Why message_caller is push, not poll. A busy orchestrator with several children can’t afford to poll each one on a tight cadence. Children push signals at milestones via message_caller; the parent reacts. The parent can still pull the full stream via read_child_output for inspection, but the normal control flow is event-driven.

  • Watchdog and wake semantics. If the child goes silent, the orchestrator doesn’t hang forever — the API’s server-side watchdog wakes it with a watchdog signal, and it decides whether to poke, kill, or keep waiting. Exponential backoff on repeated silent wakes. Covered in orchestration § failure modes.
  • The orchestrator’s graph-collection working memory. Accumulated rules, repo-specific traits, known-failure patterns — queryable with the collection MCP tools so the orchestrator doesn’t rediscover the same traps on every cold start.
  • Multi-runtime children. The same orchestrator can commission a Codex child for a refactor, a Gemini child for test generation, and a Claude Code child for architecture work in the same iteration. The MCP/event/sidecar layer is runtime-agnostic; runtime is a per-agent attribute the job watcher resolves to the right image. See runtime images.
  • Preconditions and secrets. An orchestrator cannot provision secrets. If a roadmap item needs SLACK_BOT_TOKEN and a human hasn’t configured it yet, the orchestrator halts that item, flags it in its roadmap, and picks an unblocked one. Secrets are a human responsibility; working around their absence is not a permitted strategy.

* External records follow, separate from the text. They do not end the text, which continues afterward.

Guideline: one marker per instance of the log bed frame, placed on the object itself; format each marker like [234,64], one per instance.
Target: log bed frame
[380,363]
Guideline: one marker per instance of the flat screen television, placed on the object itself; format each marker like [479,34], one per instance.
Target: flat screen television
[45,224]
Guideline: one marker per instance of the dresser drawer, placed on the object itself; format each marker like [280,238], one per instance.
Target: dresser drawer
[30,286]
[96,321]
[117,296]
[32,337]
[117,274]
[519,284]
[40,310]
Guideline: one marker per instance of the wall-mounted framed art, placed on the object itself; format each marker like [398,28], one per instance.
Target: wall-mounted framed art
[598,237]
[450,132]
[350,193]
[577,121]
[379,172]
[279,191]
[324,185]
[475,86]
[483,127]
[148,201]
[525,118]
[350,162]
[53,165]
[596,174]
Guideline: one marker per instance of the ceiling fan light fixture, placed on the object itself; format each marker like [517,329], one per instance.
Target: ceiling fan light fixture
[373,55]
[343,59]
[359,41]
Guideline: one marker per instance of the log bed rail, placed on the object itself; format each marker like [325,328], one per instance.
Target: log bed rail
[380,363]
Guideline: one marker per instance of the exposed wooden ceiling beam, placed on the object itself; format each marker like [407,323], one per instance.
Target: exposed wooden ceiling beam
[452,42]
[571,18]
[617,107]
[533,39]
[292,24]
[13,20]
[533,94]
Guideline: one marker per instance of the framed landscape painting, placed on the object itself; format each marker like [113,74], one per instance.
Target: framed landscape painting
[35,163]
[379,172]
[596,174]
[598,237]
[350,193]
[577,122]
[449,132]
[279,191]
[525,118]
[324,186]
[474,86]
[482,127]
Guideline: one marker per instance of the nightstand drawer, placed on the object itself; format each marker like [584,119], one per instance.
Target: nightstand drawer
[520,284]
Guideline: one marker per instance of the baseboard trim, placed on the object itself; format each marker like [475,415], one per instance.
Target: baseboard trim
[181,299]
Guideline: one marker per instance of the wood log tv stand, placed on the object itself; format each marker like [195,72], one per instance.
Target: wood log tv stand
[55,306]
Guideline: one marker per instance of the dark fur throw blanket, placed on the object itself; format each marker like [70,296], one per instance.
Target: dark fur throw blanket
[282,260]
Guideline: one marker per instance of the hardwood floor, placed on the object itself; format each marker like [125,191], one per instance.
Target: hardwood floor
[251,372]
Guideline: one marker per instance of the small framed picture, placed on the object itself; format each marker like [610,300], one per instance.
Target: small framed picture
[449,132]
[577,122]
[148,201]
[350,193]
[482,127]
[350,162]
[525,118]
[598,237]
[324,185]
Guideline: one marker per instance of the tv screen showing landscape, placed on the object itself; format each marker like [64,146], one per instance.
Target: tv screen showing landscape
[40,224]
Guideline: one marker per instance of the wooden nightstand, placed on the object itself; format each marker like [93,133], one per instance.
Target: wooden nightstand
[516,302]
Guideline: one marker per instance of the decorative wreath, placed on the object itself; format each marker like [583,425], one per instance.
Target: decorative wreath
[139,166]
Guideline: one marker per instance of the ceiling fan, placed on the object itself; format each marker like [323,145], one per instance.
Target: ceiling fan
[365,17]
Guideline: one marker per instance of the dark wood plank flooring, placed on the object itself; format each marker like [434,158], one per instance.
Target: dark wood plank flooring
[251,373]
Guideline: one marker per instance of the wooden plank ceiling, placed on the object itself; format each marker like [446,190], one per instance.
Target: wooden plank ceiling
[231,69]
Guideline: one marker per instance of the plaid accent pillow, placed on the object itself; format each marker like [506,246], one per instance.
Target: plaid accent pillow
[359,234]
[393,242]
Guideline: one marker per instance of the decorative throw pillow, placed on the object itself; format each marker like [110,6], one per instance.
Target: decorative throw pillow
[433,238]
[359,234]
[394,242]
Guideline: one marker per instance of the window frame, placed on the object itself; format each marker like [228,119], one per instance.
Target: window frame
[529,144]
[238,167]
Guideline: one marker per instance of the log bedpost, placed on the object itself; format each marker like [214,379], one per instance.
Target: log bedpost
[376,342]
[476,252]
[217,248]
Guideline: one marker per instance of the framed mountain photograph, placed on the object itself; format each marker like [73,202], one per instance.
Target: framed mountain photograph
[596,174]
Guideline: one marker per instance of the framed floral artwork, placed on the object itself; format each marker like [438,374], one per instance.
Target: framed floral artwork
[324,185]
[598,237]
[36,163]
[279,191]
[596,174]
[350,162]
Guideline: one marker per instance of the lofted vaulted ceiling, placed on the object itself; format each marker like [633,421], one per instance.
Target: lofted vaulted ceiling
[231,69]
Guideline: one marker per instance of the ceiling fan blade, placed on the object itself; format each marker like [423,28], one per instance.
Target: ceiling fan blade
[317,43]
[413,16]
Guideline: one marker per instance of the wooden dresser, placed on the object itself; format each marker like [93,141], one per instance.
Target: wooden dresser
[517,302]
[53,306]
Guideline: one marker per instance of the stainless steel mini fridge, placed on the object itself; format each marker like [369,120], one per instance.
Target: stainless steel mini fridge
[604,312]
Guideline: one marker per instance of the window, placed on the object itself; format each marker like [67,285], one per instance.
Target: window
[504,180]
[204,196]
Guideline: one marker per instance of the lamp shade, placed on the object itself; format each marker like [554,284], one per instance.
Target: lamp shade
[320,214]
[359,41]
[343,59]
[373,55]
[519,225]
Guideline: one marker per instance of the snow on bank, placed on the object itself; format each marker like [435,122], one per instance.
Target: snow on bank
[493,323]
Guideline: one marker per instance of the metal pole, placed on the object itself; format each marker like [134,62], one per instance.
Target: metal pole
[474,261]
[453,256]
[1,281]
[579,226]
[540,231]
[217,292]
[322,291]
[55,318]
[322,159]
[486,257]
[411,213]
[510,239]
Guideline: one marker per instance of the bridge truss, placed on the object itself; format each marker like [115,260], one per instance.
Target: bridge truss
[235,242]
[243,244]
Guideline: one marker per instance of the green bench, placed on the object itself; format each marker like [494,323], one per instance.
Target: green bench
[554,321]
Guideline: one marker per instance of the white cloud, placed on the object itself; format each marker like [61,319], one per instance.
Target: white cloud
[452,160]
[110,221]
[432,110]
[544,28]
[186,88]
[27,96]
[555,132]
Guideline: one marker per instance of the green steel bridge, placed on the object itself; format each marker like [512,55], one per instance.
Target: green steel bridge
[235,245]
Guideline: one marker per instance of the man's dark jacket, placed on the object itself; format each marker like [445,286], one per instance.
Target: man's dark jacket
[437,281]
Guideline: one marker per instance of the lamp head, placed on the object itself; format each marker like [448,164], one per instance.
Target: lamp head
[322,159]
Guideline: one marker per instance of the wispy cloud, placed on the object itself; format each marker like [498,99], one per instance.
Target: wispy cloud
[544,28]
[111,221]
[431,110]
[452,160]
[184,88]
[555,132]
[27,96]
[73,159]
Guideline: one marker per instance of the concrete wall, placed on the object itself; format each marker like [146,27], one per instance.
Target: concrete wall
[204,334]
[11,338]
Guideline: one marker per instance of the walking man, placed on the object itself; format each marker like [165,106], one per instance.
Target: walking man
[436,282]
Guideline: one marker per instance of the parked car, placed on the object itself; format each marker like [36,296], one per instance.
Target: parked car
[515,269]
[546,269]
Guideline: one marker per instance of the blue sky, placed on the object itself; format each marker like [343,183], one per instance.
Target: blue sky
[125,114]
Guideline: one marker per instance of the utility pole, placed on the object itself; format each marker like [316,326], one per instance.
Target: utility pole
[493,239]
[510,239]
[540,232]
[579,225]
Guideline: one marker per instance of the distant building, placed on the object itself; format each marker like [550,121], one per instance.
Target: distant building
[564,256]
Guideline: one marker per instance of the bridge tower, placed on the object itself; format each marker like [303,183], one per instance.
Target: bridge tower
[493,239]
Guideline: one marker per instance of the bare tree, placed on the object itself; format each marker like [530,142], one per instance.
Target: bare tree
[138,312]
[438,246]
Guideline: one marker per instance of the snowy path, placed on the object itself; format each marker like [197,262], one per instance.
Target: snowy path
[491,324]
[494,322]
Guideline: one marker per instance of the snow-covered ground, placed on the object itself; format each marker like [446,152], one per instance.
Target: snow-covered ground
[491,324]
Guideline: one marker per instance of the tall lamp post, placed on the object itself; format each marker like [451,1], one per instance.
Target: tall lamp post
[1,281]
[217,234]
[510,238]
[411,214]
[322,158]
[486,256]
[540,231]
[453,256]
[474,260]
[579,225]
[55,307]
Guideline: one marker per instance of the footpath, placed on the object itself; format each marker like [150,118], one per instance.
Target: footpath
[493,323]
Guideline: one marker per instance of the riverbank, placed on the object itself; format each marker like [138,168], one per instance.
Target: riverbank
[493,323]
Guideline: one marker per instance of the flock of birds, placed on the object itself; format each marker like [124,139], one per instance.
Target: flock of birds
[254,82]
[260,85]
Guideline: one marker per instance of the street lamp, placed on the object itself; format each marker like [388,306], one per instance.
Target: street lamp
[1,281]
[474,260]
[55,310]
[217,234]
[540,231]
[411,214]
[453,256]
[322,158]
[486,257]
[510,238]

The orchestrator did not just call a tool that wrote code. It hired a child agent, briefed it, watched it work, accepted its output, and shipped it to a URL. Same shape as a tech lead supervising a contractor, down to the “tell me when you’re blocked” reporting loop. The platform’s job is to make that shape cheap, auditable, and safe — so an operator can set a charter in the morning and review shipped preview URLs in the afternoon.